Based on the clues in the text itself, my sense is that they very much wanted to present a report that was as unified as possible.

One reason for this is that, if they presented a fractious one, it could undermine their respective positions when it comes time for Pope Francis to decide.

He knows that the German-speaking group includes both some of the strongest advocates of the Kasper proposal (e.g., Kasper and Marx) and some of its strongest opponents (e.g., Muller).

If he got the idea that their group had a big, fractious, uncivil blowup then that could sour Pope Francis on whichever group he blamed for the bad behavior.

To preserve their positions’ credibility with Pope Francis, both groups needed to appear as cordial, flexible, and unified as possible. If anyone was perceived as being hostile or rigid, it would undermine him and his position.

The result was an ambiguous, compromise text that concludes with a formula noting the positive spirit of the German-language discussion and the unanimity it achieved.

With this in view, you can see which elements of the text were likely proposed by which parties.

For example, the Kasper advocates would have wanted the reference to the internal forum and the fact that discussions in it can clarify the extent to which one can receive the sacraments. This could be read as calling for an “internal forum solution.”

Muller would not have been able to oppose this without appearing fractious—because it’s true that internal forum discussions can shed light on this matter.
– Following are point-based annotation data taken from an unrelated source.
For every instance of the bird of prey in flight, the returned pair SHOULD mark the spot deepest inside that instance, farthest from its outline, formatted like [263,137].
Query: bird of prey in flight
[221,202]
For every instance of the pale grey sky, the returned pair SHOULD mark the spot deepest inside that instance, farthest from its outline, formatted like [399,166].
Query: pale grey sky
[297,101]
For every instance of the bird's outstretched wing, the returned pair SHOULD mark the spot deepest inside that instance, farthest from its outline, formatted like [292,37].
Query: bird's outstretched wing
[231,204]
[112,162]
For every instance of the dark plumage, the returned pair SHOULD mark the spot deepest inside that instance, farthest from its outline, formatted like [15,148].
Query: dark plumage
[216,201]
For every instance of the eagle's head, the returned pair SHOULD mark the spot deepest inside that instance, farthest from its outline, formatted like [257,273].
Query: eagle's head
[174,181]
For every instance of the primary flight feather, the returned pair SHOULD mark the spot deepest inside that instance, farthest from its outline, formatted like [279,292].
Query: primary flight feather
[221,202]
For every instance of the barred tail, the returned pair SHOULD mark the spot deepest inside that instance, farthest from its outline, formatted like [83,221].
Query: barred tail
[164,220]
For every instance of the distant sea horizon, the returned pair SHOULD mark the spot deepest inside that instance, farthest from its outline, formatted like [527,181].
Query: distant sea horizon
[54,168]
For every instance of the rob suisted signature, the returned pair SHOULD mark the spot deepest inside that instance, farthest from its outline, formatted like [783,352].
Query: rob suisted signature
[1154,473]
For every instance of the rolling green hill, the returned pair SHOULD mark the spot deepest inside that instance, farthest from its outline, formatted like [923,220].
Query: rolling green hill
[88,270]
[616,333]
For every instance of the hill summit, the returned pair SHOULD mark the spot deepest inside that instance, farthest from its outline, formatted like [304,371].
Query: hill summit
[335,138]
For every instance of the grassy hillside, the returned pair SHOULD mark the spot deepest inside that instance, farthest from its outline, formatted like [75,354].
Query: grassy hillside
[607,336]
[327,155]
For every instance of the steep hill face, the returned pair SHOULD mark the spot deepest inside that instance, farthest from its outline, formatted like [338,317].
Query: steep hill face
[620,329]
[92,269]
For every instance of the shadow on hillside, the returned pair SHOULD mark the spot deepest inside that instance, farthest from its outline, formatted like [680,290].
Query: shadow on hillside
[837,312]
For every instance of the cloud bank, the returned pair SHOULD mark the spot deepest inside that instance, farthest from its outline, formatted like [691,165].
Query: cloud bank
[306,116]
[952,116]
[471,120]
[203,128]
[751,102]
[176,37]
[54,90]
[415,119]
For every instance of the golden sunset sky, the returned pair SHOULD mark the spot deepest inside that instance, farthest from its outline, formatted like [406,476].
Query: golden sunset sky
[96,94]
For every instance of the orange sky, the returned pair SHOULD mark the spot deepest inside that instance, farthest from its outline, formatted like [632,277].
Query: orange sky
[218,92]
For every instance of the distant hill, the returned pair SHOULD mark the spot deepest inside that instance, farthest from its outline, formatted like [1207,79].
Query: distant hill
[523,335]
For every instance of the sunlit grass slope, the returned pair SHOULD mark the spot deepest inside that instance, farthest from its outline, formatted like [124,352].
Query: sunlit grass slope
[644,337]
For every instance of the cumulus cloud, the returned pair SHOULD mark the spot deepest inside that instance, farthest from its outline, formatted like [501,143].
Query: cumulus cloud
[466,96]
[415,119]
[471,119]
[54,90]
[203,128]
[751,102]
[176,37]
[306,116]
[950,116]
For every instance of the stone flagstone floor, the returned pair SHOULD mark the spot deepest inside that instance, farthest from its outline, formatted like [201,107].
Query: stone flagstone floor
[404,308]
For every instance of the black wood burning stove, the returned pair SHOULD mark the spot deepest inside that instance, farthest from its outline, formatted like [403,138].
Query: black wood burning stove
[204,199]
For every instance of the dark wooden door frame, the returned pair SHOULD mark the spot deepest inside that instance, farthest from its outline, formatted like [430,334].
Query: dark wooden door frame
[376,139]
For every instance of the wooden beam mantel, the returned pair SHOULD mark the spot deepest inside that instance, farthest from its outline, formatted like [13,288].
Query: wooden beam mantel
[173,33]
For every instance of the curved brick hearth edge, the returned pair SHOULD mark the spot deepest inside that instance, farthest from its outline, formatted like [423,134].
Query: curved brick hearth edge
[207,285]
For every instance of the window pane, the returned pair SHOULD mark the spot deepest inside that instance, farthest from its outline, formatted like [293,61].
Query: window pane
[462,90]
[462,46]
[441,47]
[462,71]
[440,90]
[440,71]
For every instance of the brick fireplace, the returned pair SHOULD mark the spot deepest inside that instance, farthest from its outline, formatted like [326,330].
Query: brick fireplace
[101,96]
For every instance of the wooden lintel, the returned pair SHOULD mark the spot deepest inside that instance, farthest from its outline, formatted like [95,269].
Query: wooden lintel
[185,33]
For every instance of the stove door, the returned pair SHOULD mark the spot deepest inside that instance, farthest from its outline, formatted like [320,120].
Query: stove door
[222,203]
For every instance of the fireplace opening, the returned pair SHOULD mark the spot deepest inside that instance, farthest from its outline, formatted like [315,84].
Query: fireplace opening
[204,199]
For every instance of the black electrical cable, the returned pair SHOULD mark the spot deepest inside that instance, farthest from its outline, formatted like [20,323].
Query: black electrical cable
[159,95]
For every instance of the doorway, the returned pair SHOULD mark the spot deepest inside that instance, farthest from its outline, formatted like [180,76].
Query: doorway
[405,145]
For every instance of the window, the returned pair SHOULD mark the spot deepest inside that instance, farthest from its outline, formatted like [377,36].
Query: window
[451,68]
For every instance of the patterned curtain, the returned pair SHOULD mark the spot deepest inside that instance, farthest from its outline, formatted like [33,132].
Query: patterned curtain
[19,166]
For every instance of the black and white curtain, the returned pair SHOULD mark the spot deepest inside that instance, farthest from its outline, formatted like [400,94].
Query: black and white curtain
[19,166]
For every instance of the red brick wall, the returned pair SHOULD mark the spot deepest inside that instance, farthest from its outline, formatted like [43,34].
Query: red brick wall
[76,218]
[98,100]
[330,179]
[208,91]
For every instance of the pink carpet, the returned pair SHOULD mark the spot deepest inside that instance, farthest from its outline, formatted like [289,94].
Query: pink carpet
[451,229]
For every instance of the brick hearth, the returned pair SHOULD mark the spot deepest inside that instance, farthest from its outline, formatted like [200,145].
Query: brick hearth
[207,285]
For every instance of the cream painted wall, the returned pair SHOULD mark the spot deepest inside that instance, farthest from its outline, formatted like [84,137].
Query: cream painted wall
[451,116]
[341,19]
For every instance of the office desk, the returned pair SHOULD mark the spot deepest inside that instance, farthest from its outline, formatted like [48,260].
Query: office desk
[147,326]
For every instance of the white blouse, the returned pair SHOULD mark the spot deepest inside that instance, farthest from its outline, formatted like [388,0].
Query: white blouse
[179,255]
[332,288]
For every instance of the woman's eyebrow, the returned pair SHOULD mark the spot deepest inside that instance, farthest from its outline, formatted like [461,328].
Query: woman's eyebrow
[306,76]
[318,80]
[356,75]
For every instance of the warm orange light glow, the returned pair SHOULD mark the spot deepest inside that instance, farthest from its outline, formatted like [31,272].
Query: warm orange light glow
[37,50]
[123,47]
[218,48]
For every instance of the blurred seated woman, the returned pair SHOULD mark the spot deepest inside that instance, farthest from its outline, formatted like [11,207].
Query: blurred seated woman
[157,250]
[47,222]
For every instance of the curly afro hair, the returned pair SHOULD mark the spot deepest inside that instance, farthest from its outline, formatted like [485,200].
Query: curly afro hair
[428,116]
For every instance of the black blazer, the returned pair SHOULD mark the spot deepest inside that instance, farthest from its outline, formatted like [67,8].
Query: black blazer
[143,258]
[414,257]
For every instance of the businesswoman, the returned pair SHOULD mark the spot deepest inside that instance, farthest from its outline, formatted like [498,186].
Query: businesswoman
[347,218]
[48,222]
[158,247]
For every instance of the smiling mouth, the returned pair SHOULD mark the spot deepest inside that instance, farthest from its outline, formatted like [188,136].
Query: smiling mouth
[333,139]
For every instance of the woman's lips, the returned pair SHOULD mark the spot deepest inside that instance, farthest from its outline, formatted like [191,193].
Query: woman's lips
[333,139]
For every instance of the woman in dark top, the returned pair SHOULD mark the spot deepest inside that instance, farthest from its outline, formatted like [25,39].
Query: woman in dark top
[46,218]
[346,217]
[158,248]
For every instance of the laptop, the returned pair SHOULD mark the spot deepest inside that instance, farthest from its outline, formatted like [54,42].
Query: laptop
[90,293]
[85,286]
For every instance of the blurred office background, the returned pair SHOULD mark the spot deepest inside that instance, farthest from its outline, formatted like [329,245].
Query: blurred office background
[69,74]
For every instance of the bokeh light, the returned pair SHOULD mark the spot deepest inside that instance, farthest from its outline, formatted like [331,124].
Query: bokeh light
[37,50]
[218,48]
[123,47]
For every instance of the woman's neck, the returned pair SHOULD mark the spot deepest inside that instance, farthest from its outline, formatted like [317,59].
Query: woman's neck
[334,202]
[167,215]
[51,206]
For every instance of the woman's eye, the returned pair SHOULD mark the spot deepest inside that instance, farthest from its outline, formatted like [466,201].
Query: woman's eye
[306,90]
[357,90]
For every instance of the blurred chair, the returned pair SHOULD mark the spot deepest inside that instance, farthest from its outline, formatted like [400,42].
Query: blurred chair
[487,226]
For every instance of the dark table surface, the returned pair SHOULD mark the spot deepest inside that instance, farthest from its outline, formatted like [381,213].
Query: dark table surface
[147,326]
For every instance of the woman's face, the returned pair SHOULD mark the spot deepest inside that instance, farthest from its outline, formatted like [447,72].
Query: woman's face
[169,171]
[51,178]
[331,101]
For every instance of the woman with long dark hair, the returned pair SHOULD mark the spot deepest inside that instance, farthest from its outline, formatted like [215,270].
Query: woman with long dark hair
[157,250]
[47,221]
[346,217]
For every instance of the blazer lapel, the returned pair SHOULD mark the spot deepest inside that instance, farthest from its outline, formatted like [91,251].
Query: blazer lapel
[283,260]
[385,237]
By contrast, Muller or his associates would have wanted the warning from St. Paul about eating and drinking judgment on oneself if one receives Communion unworthily.

The Kasper advocates would have, in turn, found that difficult to oppose because it is in Scripture and thus is also true.

 

9) So what is the takeaway from this?

It’s important to recognize the German-speaking bishops’ text for the compromise document that it is.

Somewhat like Schrodinger’s cat (Schrodinger himself being a German-speaker), the document both does and doesn’t call for an internal forum solution.

What role it will have going forward remains to be seen. An early sign of this will be what note is taken of it in the upcoming document that the synod fathers will be voting on and that may or may not be released by Pope Francis.